Sans plus se soucier de moi, il se mit à arpenter le cabinet d’un pas tremblant, le front lourd de pensées. Cette pièce était vraiment magnifique. On sentait que toute la vie de la demeure s’était concentrée là. C’était le réduit d’un savant, mais aussi d’un artiste. J’ai dit le luxe du bureau ; celui des sièges n’était pas moindre. Et par une large baie, le soleil, traversant les fines aiguilles des pins tout proches, venait caresser d’anciennes et admirables reliures, des tableaux de maîtres florentins et flamands, des bouddhas énigmatiques dont le bronze s’allumait çà et là de lueurs d’or. Le pied foulait d’épaisses fourrures de tigres et d’ours blancs. Les appareils même dont use la science pour ses investigations étaient de vrais bijoux. Je voyais à la fois un laboratoire et un musée.

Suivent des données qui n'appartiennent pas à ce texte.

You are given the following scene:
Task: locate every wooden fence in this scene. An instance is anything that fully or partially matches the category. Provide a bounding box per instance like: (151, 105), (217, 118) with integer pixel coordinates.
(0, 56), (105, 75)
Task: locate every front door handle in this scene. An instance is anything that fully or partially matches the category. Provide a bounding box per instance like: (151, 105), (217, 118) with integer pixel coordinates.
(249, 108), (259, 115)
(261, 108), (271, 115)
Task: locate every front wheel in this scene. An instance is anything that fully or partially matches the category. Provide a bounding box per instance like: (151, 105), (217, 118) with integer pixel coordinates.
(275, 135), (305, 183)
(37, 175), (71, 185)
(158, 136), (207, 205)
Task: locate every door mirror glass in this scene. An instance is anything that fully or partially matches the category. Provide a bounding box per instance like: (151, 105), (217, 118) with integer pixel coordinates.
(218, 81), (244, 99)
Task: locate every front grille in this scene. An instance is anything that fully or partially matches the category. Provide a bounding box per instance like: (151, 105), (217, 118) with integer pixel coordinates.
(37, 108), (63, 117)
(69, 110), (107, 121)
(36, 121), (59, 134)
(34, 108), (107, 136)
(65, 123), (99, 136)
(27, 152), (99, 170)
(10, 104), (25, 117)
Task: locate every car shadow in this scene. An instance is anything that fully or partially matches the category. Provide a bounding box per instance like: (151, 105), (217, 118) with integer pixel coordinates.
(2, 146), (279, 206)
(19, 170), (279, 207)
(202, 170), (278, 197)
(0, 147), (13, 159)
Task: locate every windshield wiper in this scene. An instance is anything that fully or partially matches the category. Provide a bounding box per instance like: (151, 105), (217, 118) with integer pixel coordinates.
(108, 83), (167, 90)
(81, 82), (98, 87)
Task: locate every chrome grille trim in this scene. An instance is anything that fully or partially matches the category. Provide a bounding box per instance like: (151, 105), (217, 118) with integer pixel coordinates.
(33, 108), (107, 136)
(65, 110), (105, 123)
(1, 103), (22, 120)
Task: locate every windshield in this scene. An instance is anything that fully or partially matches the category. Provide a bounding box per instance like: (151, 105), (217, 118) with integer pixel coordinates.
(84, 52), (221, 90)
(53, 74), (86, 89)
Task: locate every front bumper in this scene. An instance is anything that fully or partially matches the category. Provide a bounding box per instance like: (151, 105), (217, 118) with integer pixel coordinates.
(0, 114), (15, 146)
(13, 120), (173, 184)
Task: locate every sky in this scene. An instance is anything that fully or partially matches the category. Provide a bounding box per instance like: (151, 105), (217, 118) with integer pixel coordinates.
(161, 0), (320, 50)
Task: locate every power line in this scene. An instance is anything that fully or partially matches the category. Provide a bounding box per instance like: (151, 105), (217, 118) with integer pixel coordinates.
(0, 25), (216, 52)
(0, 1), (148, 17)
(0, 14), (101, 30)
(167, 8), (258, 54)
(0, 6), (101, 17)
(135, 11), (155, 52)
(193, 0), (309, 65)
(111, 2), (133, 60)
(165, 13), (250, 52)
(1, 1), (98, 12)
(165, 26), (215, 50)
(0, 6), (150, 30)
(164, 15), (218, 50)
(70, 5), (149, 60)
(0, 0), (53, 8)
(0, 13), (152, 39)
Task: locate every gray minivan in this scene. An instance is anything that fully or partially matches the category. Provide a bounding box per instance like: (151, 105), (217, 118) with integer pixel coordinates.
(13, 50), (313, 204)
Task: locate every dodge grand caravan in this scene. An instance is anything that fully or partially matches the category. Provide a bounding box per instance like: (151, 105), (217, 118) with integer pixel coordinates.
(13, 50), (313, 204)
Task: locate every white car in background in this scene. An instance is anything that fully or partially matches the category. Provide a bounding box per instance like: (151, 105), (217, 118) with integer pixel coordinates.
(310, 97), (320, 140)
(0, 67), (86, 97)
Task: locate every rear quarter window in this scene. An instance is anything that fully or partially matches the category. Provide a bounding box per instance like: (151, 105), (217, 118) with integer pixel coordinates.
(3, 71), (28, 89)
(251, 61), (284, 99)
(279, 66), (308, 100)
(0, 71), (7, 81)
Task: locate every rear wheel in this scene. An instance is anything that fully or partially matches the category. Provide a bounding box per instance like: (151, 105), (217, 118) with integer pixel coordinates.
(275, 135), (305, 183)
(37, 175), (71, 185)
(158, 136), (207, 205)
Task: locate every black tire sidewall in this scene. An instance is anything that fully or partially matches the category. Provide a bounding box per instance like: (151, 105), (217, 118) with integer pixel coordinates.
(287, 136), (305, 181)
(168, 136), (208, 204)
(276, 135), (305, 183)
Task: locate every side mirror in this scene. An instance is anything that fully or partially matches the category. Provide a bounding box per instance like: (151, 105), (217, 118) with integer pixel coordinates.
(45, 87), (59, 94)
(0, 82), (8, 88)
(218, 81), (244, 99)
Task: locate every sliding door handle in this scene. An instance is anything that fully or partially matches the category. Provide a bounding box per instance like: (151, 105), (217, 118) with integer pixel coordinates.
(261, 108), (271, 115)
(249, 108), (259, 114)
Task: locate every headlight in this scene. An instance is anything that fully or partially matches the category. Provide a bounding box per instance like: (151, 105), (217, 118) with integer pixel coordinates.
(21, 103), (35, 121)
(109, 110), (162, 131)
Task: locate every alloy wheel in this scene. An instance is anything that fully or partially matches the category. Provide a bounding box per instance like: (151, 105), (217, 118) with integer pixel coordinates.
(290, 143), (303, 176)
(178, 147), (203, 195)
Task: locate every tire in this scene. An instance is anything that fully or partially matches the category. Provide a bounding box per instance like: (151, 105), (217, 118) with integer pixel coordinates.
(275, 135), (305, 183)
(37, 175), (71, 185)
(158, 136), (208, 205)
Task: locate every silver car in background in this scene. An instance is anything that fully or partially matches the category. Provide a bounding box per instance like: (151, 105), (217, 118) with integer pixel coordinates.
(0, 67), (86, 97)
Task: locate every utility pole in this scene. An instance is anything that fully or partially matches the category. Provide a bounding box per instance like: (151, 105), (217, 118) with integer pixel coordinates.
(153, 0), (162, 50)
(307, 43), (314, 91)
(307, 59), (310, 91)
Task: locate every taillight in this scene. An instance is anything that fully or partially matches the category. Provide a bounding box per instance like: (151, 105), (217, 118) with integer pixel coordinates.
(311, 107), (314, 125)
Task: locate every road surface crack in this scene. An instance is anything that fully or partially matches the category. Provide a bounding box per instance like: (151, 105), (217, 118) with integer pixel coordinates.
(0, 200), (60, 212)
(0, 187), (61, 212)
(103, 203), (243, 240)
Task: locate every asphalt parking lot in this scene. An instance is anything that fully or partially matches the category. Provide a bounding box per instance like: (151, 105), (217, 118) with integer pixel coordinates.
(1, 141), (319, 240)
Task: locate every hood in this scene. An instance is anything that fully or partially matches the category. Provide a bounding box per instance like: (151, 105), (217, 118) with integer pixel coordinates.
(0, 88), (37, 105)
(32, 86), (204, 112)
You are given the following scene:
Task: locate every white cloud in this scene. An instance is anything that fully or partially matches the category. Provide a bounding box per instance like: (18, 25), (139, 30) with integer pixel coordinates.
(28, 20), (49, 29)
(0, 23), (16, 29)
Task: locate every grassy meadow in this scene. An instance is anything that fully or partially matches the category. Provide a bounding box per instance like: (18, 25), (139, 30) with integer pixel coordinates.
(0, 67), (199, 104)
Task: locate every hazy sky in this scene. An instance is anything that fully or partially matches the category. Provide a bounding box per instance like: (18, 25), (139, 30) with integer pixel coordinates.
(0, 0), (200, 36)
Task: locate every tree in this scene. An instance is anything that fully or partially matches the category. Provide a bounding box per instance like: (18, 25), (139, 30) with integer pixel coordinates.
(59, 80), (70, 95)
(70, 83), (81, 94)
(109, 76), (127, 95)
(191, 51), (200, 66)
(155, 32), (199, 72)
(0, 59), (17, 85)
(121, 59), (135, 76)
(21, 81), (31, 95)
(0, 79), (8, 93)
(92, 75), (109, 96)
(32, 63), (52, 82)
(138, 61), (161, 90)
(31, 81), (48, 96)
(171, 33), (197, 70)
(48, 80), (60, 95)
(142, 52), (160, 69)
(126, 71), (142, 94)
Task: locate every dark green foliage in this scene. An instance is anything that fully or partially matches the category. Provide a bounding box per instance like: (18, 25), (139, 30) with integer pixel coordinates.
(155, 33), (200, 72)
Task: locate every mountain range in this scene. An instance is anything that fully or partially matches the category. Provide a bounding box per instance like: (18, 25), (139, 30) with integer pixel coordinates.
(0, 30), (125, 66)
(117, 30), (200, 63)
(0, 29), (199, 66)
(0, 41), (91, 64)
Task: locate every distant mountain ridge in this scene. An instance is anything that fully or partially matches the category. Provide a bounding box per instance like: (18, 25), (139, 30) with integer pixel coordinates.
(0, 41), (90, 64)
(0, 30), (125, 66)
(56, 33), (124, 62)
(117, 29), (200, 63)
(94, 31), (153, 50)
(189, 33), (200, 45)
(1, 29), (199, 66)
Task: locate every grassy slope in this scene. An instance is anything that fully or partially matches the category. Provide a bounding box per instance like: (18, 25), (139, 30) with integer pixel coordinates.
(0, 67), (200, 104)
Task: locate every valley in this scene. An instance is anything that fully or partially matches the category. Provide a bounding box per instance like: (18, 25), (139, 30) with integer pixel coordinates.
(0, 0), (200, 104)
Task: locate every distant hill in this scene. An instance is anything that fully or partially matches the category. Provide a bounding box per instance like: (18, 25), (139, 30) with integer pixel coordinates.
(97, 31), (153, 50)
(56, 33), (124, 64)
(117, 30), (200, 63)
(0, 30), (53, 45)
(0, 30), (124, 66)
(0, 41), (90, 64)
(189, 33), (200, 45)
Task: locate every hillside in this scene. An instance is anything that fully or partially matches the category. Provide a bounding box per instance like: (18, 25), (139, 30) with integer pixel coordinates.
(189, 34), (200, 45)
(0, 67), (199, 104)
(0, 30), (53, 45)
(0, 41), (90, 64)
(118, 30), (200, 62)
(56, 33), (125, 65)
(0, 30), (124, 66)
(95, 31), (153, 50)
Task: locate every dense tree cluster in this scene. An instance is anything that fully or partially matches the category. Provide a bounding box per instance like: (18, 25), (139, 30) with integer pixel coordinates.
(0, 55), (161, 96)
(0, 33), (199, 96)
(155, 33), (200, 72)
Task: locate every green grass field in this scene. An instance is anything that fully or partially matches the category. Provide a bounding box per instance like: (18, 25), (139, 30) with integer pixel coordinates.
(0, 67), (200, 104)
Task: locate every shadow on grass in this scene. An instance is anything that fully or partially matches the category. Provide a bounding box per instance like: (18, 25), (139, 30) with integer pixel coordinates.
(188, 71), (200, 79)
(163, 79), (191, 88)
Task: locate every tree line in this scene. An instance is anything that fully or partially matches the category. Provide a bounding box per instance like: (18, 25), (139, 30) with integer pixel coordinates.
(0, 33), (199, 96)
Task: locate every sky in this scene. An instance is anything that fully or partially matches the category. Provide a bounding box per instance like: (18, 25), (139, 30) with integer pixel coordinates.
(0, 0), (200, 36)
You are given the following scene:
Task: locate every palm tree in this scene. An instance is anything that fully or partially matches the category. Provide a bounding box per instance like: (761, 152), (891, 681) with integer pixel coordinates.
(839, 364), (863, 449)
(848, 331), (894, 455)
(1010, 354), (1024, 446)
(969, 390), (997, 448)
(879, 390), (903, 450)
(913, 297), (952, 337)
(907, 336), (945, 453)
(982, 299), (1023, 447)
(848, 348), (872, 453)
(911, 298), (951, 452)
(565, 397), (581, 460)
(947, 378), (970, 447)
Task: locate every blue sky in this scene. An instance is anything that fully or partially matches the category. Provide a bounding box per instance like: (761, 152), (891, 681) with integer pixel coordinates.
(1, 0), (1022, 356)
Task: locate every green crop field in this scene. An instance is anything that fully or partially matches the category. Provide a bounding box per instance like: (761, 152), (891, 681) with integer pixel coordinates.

— Vous m’avez fait comprendre, hasardai-je, que je vous inspirais quelque intérêt. Puis-je en connaître la nature ?

Le vieillard s’arrêta dans sa promenade et, de nouveau, abaissa sur moi son regard de Père Éternel.

— J’ai le plus profond dédain pour les savants, dit-il. Ce sont des perroquets qui répètent tous la même chanson, presque avec les mêmes mots. C’est la faute de ce psittacisme, si le progrès n’est que mécanique et si le mystère des Causes reste entier. Faute de génie, on consent à ne plus expliquer, à ne plus créer ; on classe, et bêtement comme des collectionneurs de village. J’ai voulu faire autre chose et c’est pourquoi je me suis isolé. Mes jours, à présent, sont accomplis et mon œuvre est finie.

« Il y a quelque mois, sur un journal qui enveloppait un paquet — c’est de cette façon, une fois chaque année, que me parviennent les nouvelles — j’ai lu le résumé de votre thèse et j’ai pensé revenir de ma mauvaise opinion sur les hommes de maintenant. Il y avait là, enfin, des idées, un goût marqué de l’aventure scientifique, une ébauche de création, intéressante quoique timide. J’ai cru que vous pourriez me succéder, d’autant que, pour vos débuts, vous avez abordé les problèmes sur lesquels je me suis penché toute ma vie.

— Quoi ? les Nains…

— Oui. Vous avez obtenu expérimentalement, avec l’aide du hasard — souveraine divinité des laboratoires — des individualités naines de plusieurs espèces. Ont-elles vécu ?

— Non.

— C’est fâcheux. Mais la preuve est faite. On peut créer des Nains. Et vous en êtes resté là ?

— Mais… oui… Avec un programme pour des études ultérieures. Si je reproduis un phénomène naturel, j’en tiens la cause. Ainsi, le mécanisme de la croissance étant élucidé, il me reste à tirer des conclusions qui puissent être utilisées par le puériculteur, l’hygiéniste, le thérapeute…

— Ah ! fit simplement le Docteur qui recommença à se promener de long en large.